In [1]:
import torch
import torch.nn as nn
from torch.nn.utils.rnn import pad_sequence
import matplotlib.pyplot as plt
import numpy as np
import pandas as pd
from gensim.models import KeyedVectors
import gensim.downloader as api
from tqdm import tqdm

### Tokenize Reviews
Tokensize each review and convert them to pre-trained word2vec embeddings

In [2]:
# Read data
df = pd.read_csv('data/raw_reviews/reviews_v1.csv')

In [3]:
# Separate reviews and labels
reviews = df.text
food_labels = df.food
service_labels = df.service

In [4]:
# Tokenize reviews
from src.data_processing.word_tokenizer import basic_tokenizer
review_list = [basic_tokenizer(review) for review in reviews]

In [5]:
# Load word2vec model
model = KeyedVectors.load('word2vec/word2vec-google-news-300.model')

In [6]:
from src.data_processing.word_tokenizer import batch_embedding

In [7]:
batch_embedding(review_list, model).shape

Fetching review embeddings: 100%|██████████| 9998/9998 [00:09<00:00, 1084.65it/s]
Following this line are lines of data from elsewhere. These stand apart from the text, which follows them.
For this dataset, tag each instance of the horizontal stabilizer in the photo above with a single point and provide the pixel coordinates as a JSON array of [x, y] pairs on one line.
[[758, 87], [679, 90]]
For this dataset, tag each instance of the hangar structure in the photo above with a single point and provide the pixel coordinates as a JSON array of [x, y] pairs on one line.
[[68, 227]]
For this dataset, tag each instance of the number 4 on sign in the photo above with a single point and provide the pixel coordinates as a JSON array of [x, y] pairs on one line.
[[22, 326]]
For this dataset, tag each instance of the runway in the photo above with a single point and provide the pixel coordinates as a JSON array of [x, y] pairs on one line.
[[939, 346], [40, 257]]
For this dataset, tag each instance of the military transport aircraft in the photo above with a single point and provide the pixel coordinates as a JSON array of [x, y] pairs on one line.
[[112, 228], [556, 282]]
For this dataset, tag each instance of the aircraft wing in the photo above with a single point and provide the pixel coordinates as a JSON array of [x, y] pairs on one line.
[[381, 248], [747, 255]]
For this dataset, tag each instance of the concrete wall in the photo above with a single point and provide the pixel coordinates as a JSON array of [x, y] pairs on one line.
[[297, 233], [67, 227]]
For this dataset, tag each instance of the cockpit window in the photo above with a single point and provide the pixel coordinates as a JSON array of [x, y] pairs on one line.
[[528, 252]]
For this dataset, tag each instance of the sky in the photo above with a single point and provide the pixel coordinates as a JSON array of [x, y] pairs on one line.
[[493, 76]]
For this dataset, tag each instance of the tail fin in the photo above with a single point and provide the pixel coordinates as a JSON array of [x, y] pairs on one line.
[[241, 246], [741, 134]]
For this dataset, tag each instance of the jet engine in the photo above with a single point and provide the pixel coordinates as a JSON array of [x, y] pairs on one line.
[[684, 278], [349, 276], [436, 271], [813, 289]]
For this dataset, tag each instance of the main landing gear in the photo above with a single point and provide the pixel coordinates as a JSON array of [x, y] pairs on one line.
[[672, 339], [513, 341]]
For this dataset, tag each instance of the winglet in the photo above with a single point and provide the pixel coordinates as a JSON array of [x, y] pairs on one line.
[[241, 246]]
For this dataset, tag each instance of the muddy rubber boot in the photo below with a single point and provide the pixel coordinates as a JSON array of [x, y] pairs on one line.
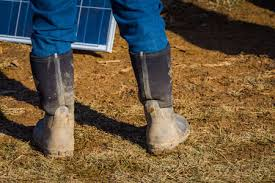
[[165, 129], [53, 76]]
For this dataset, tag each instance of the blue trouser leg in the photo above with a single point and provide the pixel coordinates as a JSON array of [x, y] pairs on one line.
[[54, 26], [140, 24]]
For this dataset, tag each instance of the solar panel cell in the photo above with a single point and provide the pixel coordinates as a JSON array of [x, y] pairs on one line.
[[95, 31]]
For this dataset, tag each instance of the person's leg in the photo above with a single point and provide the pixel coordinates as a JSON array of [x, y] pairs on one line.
[[143, 28], [52, 67]]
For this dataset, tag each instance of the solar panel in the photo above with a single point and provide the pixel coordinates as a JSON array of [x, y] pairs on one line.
[[95, 23]]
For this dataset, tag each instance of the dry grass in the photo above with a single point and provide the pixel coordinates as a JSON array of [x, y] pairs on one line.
[[228, 99]]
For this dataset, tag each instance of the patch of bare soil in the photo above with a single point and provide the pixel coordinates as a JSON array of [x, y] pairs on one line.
[[224, 76]]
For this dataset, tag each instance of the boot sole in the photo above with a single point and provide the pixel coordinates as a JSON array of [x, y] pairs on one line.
[[161, 149]]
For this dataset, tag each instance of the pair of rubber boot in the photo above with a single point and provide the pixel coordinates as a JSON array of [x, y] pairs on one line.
[[53, 76]]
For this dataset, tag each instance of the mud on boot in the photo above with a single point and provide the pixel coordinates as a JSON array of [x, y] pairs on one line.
[[165, 129], [53, 76]]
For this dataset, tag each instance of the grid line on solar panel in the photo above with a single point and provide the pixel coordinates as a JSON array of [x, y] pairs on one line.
[[89, 14]]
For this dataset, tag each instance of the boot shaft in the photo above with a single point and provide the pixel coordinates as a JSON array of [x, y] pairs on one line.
[[53, 78], [153, 75]]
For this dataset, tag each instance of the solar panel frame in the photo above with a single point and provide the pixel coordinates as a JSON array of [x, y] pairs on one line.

torch.Size([9998, 992, 300])

In [None]:
# Tokensize each review and convert to word2vec
reviews_all = []
for review in tqdm(X, desc='Processing reviews: '):
    review_embeddings = []
    for word in review:
        try:
            review_embeddings.append(model[word])
        except KeyError: # for unknown word, use vector of zeros
            review_embeddings.append(np.zeros(300))
            
    reviews_all.append(torch.tensor(review_embeddings))

In [None]:
# Use PyTorch pad_sequence() so that all review sequences are the same length
# Output is shape (# reviews, len longest review, dimension embedding (300))
padded_reviews = pad_sequence(reviews_all, padding_value = -1, batch_first=True)